If you want 2 inches, the factor is .167 (2 divided by 12 inches). If you want 3 inches, the factor is .25 (3 divided by 12). If you want 4 inches, the factor is .333 (4 divided by 12).

Multiply your square footage by the factor, divide that by 27, and that’s your cubic yards.

Example: You’re mulching all around the house, and two of the foundation beds are 5 feet wide and 20 feet long while the other two are 5 feet wide and 30 feet long. You want to put down 3 inches of mulch.

Here’s the math: 5’ x 20’ = 100’ (two of those) and 5’ x 30’ = 150’ (two of those). Total square footage is 500’. The factor for 3 inches is .25, so .25 x 500’ = 125 cubic feet. Divide that by 27 to convert cubic feet to cubic yards, and the magic number is 4.63 cubic yards of mulch needed.
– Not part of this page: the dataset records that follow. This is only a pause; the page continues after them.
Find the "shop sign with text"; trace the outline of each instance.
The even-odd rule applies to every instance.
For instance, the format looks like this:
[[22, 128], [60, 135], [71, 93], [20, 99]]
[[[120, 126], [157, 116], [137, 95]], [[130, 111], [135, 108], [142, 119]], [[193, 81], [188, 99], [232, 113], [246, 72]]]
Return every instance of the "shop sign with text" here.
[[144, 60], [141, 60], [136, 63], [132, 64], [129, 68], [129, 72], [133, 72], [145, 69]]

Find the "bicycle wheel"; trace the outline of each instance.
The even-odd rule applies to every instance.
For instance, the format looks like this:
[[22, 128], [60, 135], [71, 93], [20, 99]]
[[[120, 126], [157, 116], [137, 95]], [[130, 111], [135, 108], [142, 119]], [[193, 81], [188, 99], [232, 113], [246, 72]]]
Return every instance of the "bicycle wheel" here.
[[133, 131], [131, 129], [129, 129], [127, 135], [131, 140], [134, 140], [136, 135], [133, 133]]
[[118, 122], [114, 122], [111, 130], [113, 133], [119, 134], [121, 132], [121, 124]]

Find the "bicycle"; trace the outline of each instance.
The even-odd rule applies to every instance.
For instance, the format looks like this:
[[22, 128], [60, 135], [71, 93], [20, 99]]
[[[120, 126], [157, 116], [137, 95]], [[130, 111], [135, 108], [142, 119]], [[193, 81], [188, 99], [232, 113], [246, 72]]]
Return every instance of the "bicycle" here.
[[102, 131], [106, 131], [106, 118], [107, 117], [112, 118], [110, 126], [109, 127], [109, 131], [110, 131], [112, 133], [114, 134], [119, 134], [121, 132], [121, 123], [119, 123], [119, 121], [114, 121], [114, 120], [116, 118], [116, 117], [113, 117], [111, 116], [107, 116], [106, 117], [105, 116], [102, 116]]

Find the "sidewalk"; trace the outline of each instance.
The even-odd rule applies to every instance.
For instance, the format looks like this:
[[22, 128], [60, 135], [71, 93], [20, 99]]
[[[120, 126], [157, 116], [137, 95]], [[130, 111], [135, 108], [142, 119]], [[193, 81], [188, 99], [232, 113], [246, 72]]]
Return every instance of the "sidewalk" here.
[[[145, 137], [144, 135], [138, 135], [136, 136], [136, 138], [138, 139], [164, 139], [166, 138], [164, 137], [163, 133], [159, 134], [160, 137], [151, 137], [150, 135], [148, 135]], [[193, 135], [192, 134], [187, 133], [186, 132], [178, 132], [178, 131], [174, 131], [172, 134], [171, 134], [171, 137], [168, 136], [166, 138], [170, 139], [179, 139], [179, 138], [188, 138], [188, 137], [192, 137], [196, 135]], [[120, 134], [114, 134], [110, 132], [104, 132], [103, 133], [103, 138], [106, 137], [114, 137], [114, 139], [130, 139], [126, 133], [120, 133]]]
OK, if your eyes are glazed over by now or if that’s way too much math for your liking, just go to any search engine and type in “mulch calculator.”

You’ll get a variety of sites that let you type in square footage and the number of inches desired. Hit the “calculate” button and you get a total – often in cubic feet *and* cubic yards.

One I like is the National Gardening Association’s Mulch Calculator.